In further support of its apparent rejection of precedent, the Court pointed out that the NYSFA was modeled after the federal securities laws, which also have an anti-waiver provision. “Section 29(a) of the Exchange Act provides, “Any condition, stipulation, or provision binding any person to waive compliance with any provision of this chapter or of any rule or regulation thereunder, or of any rule of a self-regulatory organization, shall be void.” The Kidville Court then approvingly cited the analysis of the United States Court of Appeals for the First Circuit, which, in considering the effect of this language on a disclaimer of reliance, stated:
A separate comment should be directed to the contractual acknowledgement of non-reliance…. This is not, in its terms, a ‘condition, stipulation, or provision binding (plaintiff) to waive compliance’ with the Securities Act of 1934, as set forth in Section 29(a) of the Act, (15 U.S.C. § 78cc(a)). But, on analysis, we see no fundamental difference between saying, for example, ‘I waive any rights I might have because of your representations or obligations to make full disclosure’ and ‘I am not relying on your representations or obligations to make full disclosure.’ Were we to hold that the existence of this provision constituted the basis (or a substantial part of the basis) for finding non-reliance as a matter of law, we would have gone far toward eviscerating Section 29(a).

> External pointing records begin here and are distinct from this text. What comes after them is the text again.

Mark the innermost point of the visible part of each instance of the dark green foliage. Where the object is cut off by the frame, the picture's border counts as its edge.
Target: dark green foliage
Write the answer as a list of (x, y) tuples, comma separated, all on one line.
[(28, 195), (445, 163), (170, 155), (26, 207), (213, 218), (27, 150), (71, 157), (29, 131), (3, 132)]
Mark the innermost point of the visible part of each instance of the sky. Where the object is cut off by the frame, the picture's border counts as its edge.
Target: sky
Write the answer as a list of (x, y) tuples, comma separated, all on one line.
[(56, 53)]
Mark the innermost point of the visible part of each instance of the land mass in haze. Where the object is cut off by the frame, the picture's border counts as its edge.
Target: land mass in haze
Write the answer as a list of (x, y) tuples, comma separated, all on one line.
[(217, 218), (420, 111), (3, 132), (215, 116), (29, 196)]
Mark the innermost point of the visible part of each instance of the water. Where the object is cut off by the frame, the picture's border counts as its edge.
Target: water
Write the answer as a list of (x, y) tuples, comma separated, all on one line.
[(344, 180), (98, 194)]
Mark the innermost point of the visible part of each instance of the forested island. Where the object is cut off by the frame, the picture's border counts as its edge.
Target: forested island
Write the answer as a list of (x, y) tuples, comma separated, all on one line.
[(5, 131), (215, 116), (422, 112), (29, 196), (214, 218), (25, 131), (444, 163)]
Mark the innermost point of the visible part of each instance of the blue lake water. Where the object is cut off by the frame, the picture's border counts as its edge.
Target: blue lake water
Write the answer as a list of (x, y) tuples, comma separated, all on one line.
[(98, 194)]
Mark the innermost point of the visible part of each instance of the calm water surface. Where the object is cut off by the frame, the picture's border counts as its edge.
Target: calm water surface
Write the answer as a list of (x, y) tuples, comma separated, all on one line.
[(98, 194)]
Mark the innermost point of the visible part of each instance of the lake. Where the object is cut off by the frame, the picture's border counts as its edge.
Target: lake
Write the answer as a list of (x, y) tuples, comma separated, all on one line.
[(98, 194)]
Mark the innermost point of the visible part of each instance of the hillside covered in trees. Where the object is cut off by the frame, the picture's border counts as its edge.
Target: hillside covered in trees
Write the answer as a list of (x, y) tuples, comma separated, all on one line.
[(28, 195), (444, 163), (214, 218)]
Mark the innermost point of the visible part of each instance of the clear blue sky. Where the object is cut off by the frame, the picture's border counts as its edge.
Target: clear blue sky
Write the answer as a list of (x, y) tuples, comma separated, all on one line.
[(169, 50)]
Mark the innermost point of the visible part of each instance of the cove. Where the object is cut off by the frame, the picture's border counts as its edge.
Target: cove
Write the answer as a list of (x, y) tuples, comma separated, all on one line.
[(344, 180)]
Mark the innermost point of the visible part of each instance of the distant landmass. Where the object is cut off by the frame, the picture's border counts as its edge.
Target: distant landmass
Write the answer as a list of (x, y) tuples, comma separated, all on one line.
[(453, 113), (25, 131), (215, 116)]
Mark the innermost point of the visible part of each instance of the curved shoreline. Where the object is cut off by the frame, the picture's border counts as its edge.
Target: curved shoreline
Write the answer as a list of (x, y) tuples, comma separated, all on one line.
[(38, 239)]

Adopting the First Circuit’s reasoning as directly applicable, the Court reasoned: “Just as Section 29(a) “forecloses anticipatory waivers of compliance with the duties imposed by Rule 10b–5,” … so too Section 687(4) bars anticipatory waivers of compliance with the NYSFA’s anti-fraud provisions.”
Finally, the Kidville Court explained that the policies underlying the NYSFA confirm its interpretation. “The formal legislative findings made part of the NYSFA declare that the statute was enacted in response to “New York residents hav[ing] suffered substantial losses where the franchisor or his representative has not provided full and complete information,” and the “intent” of the statute was therefore “to prohibit the sale of franchises where such sale would lead to fraud.” According to the Court, these findings reflect “the reality that, in the franchise context, written contractual provisions are not as likely to be scrutinized by less sophisticated people, whose judgment may be compromised in the face of aggressive salesmanship.”
As this case shows, there is little certainty in the legal world regarding the viability of franchise fraud claims. Not only does the issue frequently turn on different and complicated state laws, but also on the unique talents and experiences of your franchise lawyer.